Strict isolation training run: Kaggle + local SFT + blind holdout

The March 30 snapshot ties together the public Kaggle adversarial dataset, local SCBE-specific SFT records, benign document slices, and a separate 20-category blind holdout. The point of this page is not the highest number. The point is that the benchmark stayed separate from training.

March 30, 2026 Kaggle Hugging Face Strict isolation Blind holdout

Evidence rule: benchmark attacks never enter training data.

The classifier can look strong on in-distribution attack patterns and still fail on structural attack families. This run keeps that distinction visible instead of hiding it behind one blended score.

40K
Kaggle adversarial samples
4,846
Local SCBE SFT records
500
Benign document samples
400
Blind holdout prompts
94.9%
Train-eval accuracy
73.5%
Blind benchmark detection

Pipeline in one command

The repo records this loop as a repeatable training path, not a one-off notebook experiment:

python scripts/unified_training_pipeline.py --sklearn --push
StageSourceRole in the run
1Kaggle MPDDStandard adversarial prompt corpus
2Local SCBE SFTRepo-specific instruction and governance records
3Benign docsSafe language baseline
420-category holdoutBlind benchmark that stays outside training
5Hugging Face publish laneModel artifact and report persistence

Why this page exists

Earlier SCBE notes documented a much harder overlap-harness result: raw classifier recall at 34.5 percent on the 20-category benchmark. That older result is still useful, because it proves the public Kaggle distribution does not cover every SCBE attack family. This newer strict-isolation run shows the training lane has moved forward, but it does not erase the need for a separate overlap harness and structural gate.
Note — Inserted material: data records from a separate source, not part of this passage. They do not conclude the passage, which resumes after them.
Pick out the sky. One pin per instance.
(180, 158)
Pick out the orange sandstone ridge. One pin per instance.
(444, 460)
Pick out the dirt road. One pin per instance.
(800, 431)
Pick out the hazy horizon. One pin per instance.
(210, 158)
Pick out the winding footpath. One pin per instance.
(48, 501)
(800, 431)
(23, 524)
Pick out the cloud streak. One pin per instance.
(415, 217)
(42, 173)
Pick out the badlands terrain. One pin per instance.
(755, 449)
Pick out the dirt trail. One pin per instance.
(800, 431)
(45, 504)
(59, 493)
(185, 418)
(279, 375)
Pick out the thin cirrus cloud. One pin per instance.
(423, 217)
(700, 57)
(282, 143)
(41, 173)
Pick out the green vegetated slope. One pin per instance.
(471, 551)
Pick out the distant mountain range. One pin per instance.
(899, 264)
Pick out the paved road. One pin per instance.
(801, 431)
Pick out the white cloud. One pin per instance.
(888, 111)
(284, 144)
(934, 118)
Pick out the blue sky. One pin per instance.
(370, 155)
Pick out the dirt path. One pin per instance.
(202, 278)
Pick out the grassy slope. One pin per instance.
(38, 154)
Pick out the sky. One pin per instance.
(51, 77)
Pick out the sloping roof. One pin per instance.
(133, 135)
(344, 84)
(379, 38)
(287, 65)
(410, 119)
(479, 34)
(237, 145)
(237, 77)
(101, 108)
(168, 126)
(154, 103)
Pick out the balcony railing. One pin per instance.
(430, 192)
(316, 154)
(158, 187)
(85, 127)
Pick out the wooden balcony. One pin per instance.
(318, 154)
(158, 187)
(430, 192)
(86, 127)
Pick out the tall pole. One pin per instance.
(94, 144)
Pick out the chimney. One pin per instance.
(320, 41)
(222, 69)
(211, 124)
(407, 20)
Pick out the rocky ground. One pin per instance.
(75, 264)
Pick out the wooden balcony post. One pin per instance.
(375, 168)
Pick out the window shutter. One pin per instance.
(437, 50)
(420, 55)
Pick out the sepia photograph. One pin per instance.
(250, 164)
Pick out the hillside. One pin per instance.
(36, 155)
Current weak spots in the blind holdout

The latest training report still leaves obvious attack families under-covered. The weakest measured categories in the current run are the ones that should shape the next data pull and the next architecture pass.

CategoryDetectionWhat it suggests
context_overflow20%Need more window-manipulation and long-context training examples
multi_step_chain40%Multi-turn escalation still under-modeled
encoding_obfuscation50%Wrapper and encoding patterns need more direct coverage
model_extraction50%Weights, architecture, and prompt-leak behavior still need data

Evidence packet

This page is derived from a timestamped repo artifact, not a hand-edited marketing summary.

artifacts/training/training_report.json
pipeline: unified_scbe_training_v2_strict_isolation
timestamp: 2026-03-30T05:22:53Z